I have a million ideas for blog posts. But I like it even more when people ask me to explain something on the blog which isn’t there yet but may be interesting for others as well. And Robert Ortel mailed me the other day and asked if he should change COMPATIBLE when he applies an RU for Oracle 18c. That’s a good question. And I doubt that the documentation has a good recommendation.
Should you change COMPATIBLE when you apply an RU?
That’s a short blog post this time, isn’t it? 🙂 But honestly, you shouldn’t touch COMPATIBLE for several reasons. Reason no.1 is that a Release Update (RU) or an Release Update Revisions (RUR – the ones you shouldn’t use) don’t include new features. Hence, a change of COMPATIBLE does not make any sense.

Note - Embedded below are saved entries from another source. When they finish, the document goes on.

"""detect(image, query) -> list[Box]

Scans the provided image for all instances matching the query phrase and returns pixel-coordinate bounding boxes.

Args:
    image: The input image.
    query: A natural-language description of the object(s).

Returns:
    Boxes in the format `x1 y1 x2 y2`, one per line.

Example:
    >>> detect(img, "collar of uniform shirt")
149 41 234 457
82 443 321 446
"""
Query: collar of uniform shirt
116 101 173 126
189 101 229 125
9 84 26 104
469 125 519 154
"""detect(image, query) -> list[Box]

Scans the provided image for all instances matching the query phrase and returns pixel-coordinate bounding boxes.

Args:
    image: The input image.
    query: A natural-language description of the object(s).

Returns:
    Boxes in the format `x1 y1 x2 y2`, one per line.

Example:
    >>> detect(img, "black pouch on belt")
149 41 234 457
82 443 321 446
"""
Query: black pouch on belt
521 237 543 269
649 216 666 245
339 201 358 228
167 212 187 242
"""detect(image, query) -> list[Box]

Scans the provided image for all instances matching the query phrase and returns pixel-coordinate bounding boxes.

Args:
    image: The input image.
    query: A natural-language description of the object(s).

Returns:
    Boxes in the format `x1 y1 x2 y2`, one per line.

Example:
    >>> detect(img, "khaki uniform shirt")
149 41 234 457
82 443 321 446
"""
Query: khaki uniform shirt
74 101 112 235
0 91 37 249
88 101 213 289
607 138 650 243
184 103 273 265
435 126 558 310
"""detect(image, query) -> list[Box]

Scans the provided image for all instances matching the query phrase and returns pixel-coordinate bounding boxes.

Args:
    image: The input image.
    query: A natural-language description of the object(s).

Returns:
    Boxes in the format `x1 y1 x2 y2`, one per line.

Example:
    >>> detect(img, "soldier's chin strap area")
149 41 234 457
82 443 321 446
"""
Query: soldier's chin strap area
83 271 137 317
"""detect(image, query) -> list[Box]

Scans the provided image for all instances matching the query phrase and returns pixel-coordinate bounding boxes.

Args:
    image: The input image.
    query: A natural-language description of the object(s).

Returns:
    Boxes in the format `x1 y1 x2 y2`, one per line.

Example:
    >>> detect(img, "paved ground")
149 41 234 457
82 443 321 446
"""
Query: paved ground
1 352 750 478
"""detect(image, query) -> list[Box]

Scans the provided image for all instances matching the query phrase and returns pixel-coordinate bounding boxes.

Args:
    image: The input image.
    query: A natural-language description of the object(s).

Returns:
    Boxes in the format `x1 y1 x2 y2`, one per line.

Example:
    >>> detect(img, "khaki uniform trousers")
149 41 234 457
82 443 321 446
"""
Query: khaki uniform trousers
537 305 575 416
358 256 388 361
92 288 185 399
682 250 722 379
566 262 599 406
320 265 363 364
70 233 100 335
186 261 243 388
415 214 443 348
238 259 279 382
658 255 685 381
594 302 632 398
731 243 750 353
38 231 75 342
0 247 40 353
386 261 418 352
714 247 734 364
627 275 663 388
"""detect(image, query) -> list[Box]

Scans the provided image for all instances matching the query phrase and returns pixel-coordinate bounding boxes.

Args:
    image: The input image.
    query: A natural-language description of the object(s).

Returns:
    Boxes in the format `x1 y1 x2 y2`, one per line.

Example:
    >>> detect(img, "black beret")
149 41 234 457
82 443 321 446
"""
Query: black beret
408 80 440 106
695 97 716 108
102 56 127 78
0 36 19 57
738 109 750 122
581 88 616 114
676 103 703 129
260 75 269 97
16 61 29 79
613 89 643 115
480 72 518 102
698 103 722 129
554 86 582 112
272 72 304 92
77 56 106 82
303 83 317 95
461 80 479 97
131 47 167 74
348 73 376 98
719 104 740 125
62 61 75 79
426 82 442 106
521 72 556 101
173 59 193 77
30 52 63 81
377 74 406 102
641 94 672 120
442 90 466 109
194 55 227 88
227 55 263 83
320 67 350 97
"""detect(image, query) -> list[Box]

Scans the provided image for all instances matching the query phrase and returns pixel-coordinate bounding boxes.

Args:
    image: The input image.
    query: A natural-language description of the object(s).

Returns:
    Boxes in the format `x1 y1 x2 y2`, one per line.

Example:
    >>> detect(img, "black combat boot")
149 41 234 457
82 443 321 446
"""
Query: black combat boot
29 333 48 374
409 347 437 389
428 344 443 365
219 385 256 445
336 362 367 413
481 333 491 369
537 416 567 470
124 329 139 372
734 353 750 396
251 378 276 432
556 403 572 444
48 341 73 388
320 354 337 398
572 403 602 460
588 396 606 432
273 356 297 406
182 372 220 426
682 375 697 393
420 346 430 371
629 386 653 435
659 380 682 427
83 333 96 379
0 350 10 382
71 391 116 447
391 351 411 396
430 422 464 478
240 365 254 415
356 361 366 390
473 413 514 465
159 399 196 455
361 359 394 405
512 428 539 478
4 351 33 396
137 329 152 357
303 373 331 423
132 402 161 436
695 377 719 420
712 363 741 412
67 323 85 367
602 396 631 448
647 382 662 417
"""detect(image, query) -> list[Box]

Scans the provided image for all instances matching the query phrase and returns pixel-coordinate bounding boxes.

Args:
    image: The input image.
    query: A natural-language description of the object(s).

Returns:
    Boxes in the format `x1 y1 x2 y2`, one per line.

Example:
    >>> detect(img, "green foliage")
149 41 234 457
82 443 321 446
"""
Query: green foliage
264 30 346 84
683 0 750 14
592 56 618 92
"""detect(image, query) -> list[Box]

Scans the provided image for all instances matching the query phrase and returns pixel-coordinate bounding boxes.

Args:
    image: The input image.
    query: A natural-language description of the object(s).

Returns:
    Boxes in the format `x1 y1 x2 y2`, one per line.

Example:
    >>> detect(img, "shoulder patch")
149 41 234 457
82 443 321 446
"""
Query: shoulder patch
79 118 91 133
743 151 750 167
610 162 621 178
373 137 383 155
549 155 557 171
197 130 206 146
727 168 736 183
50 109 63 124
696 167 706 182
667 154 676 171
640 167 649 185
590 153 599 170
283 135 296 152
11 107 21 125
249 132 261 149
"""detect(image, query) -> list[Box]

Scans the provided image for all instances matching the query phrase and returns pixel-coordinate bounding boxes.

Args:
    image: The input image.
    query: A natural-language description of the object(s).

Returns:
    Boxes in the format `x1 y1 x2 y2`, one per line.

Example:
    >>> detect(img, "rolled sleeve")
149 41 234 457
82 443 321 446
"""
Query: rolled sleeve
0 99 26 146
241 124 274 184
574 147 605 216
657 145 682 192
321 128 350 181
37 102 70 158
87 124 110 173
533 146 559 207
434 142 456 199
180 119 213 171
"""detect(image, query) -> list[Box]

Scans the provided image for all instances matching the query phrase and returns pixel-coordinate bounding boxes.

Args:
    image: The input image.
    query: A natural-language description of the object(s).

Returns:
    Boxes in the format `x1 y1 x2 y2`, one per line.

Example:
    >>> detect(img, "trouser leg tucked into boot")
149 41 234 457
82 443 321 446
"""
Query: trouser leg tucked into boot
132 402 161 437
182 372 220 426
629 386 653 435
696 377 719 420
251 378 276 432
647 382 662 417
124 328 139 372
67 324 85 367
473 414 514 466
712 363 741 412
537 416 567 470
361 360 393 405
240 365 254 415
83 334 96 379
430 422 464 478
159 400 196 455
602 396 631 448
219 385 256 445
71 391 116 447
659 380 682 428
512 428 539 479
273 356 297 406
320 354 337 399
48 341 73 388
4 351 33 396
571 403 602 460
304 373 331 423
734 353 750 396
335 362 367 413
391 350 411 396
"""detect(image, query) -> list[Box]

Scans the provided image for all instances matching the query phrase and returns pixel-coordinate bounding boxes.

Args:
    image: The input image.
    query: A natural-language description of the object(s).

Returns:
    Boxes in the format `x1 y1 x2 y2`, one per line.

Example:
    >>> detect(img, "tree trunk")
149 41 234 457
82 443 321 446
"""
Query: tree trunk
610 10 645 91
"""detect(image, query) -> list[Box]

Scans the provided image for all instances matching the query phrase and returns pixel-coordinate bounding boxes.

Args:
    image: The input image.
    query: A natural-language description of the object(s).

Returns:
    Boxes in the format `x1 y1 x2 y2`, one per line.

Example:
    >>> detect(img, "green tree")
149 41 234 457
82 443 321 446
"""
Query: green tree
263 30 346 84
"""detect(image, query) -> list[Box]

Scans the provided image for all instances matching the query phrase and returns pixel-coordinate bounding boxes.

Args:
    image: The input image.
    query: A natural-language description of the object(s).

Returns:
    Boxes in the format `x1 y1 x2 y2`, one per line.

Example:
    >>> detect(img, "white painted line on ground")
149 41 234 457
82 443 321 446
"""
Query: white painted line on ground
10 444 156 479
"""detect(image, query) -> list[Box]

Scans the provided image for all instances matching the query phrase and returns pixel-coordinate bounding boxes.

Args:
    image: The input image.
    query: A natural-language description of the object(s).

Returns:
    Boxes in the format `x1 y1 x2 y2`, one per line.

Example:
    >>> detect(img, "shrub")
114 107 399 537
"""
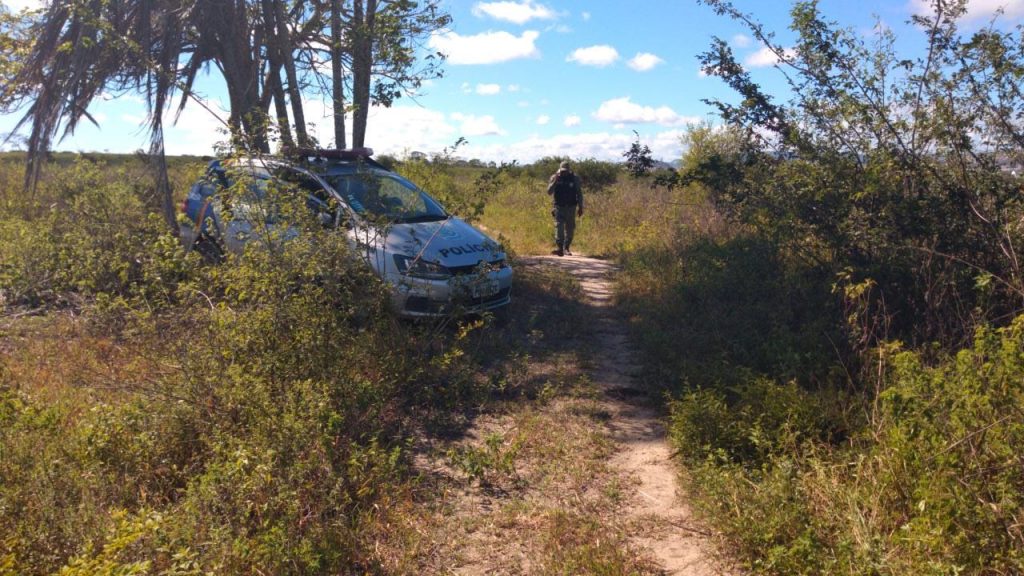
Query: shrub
664 314 1024 575
694 1 1024 347
0 157 494 573
620 234 842 393
0 158 196 309
525 156 620 193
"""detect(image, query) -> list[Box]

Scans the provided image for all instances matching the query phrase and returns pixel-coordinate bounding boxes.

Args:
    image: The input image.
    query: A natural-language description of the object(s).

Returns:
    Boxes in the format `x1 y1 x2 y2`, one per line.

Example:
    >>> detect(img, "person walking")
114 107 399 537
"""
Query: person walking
547 160 584 256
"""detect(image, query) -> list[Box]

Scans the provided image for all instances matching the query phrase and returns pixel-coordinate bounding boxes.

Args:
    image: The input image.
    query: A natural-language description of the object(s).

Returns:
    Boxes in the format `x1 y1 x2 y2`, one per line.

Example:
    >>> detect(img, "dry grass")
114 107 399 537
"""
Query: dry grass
478 174 720 259
379 262 661 574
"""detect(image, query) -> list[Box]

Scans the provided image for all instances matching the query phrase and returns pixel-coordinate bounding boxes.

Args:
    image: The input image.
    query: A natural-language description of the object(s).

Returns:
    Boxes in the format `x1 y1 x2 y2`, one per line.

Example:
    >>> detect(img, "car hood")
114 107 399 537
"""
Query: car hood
384 217 504 266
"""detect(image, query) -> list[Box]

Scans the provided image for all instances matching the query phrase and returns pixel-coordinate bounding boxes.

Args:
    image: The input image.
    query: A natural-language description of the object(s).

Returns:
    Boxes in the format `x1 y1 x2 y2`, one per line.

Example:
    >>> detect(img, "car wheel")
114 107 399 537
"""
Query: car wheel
194 235 225 264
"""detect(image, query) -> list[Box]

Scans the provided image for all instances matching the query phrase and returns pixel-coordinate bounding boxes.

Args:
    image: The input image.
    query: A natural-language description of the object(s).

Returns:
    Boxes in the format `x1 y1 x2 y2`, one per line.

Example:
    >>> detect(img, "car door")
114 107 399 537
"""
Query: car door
272 166 344 229
220 168 275 254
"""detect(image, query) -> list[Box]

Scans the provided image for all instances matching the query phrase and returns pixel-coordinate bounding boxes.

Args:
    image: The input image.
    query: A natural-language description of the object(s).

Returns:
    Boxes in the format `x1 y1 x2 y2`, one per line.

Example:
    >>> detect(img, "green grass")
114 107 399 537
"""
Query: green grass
5 150 1022 574
473 170 711 258
612 183 1024 573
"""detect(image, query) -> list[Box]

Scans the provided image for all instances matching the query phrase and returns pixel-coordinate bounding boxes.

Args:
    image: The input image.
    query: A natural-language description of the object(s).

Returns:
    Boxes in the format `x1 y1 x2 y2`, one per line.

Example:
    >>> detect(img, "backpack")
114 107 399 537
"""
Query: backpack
552 172 579 206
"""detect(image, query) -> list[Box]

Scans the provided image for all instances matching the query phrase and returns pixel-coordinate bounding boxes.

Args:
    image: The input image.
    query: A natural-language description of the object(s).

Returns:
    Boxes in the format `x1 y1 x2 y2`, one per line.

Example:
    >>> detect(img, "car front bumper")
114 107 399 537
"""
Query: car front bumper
388 266 513 318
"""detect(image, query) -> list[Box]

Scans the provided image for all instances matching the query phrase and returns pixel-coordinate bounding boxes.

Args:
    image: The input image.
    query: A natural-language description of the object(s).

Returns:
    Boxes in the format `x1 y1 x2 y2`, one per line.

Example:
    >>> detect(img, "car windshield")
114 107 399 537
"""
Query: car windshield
326 171 447 223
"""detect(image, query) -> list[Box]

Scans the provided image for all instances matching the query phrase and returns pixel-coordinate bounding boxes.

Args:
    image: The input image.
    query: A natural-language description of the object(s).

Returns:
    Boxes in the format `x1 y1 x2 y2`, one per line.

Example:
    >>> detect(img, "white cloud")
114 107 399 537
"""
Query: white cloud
627 52 664 72
291 101 458 154
744 45 796 68
461 82 473 94
451 113 506 137
48 93 689 165
429 30 540 65
2 0 43 11
909 0 1024 21
564 115 581 127
362 107 457 153
732 33 752 48
517 100 531 108
456 129 685 165
582 11 591 21
476 83 502 95
593 97 700 127
536 115 550 125
566 45 619 67
163 98 233 155
472 1 557 24
507 84 521 93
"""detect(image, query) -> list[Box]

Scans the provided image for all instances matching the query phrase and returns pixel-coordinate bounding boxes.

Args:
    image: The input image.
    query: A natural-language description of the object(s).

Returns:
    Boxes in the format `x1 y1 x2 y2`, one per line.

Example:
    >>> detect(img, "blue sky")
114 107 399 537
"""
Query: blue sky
1 0 1022 163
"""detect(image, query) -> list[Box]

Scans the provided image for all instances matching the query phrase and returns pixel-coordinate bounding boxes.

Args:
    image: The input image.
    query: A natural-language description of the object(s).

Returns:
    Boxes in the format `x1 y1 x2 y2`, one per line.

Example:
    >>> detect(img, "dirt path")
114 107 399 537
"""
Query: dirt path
406 255 735 575
534 254 730 575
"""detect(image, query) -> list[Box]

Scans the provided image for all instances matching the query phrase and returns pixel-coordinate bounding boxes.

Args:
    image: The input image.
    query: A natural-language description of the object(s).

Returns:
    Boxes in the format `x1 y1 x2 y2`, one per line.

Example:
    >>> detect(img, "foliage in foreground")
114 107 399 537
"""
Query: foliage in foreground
0 156 495 574
621 225 1024 574
668 318 1024 575
617 2 1024 573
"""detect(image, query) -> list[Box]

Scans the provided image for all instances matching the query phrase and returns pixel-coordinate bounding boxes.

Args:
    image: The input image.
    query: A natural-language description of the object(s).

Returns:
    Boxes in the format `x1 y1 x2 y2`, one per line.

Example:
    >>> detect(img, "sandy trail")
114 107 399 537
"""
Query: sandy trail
523 254 733 576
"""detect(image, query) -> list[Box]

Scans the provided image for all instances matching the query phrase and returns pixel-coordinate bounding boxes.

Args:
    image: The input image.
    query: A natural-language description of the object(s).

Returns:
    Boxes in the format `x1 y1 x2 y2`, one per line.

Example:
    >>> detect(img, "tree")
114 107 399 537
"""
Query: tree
623 130 654 177
0 0 272 231
261 0 310 148
330 0 347 149
336 0 450 147
696 0 1024 343
0 6 31 113
1 0 450 233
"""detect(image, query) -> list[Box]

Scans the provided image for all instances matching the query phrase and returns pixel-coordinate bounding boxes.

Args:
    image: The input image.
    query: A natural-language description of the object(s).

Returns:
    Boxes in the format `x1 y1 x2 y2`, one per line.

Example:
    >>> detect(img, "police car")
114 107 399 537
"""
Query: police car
180 148 512 318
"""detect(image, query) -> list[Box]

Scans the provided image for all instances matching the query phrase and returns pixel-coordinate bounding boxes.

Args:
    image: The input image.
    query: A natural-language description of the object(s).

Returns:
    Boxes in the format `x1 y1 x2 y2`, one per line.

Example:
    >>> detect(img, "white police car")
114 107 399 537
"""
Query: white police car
180 149 512 317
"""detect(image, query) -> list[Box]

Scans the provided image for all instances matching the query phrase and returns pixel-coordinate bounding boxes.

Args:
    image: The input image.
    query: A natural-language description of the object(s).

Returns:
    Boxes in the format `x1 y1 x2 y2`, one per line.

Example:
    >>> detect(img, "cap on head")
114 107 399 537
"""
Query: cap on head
559 160 570 170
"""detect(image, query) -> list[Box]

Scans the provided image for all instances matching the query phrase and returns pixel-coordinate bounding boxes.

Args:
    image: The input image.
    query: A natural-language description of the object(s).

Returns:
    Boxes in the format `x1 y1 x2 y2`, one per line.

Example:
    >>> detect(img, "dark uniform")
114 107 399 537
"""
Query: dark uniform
546 161 584 256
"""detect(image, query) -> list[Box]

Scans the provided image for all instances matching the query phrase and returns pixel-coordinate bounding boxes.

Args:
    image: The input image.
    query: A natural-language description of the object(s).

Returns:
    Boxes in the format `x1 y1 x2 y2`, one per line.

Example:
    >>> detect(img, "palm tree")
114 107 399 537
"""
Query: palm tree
3 0 267 232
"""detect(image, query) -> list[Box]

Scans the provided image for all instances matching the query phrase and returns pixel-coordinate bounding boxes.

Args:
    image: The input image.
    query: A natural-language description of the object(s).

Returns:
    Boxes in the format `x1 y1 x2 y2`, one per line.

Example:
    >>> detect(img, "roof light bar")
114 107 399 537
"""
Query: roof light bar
292 147 374 160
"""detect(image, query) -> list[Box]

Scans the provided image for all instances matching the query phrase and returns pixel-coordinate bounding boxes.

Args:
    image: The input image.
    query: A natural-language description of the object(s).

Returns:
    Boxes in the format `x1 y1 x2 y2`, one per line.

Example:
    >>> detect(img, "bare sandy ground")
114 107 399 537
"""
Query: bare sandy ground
525 254 735 576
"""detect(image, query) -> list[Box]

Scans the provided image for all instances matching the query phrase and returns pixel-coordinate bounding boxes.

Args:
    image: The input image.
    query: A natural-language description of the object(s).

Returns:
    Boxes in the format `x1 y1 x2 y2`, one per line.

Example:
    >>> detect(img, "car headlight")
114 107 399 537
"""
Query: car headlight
394 254 451 280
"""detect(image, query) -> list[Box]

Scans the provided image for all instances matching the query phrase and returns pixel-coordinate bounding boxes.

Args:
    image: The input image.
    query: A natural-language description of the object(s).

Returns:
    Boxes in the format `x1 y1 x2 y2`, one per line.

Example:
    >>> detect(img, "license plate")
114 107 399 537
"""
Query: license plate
470 280 499 298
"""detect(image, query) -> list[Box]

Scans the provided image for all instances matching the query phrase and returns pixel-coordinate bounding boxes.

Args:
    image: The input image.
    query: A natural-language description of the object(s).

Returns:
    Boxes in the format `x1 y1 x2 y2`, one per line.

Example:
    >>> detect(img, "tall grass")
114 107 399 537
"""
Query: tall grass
7 149 1020 574
0 154 537 574
422 162 714 259
610 172 1024 573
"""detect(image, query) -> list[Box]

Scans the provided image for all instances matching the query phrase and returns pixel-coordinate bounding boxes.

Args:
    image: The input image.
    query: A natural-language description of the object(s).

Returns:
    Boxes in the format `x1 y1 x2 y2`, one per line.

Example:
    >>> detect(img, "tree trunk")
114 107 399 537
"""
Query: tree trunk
268 0 309 147
224 65 268 152
258 3 294 150
268 64 294 149
208 0 268 152
351 0 375 147
331 0 346 149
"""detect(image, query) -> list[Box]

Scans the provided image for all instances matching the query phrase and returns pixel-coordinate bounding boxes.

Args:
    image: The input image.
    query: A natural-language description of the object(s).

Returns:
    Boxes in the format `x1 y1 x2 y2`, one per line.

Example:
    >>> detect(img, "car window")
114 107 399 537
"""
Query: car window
327 171 446 223
230 176 280 225
273 168 339 220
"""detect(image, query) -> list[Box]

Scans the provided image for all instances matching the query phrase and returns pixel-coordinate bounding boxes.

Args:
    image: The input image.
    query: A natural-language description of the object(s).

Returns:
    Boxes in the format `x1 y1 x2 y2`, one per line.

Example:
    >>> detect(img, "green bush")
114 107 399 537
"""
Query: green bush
669 378 829 466
0 155 498 573
524 156 620 193
0 158 196 309
621 235 841 392
868 319 1024 573
664 316 1024 575
693 1 1024 347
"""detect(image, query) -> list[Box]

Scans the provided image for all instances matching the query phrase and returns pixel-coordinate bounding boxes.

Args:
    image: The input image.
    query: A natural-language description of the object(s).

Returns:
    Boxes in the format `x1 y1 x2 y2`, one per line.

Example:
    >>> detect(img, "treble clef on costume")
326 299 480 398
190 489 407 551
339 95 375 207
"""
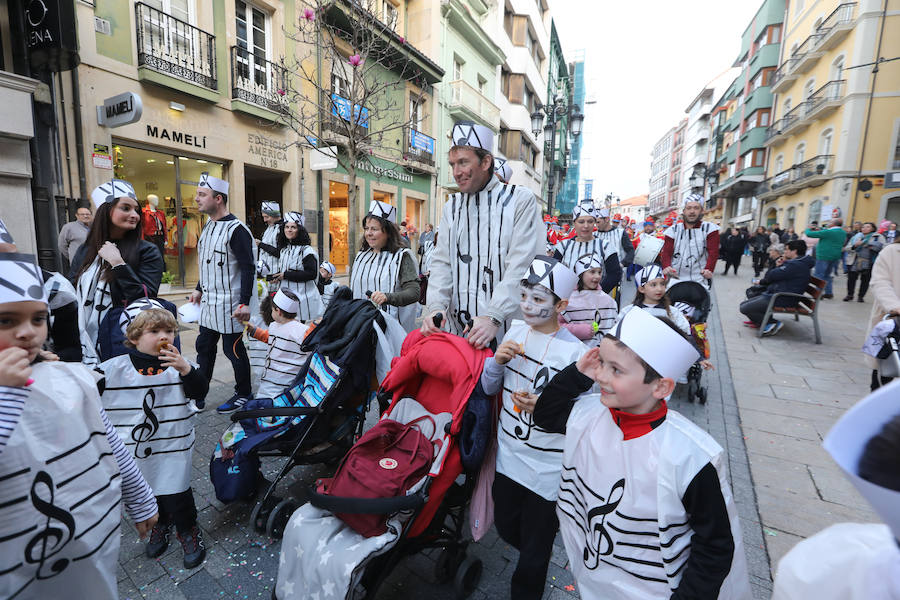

In reverse, and this is reason no.2, it will complicate things a lot. Especially when you start exchanging PDBs between different CDBs, you’ll shoot yourself in the foot. There’s an implicit COMPATIBLE “upgrade” when you unplug a PDB from a lower COMPATIBLE CDB and plug it into a higher one. This means, you can’t go back anymore. Even if datapatch would allow you to roll back the SQL changes, once you unplug a PDB with COMPATIBLE 18.1.0 and plug it into 18.5.0, you can’t go back anymore.
But how should you set COMPATIBLE?
In this case I first consult the Oracle documentation:
I think COMPATIBLE should not have anything to do with RUs and RURs as they don’t transport new features.
The DBCA in Oracle 18c and Oracle 19c creates custom databases with COMPATIBLE at “18.0.0” and “19.0.0” as the documentation indicates.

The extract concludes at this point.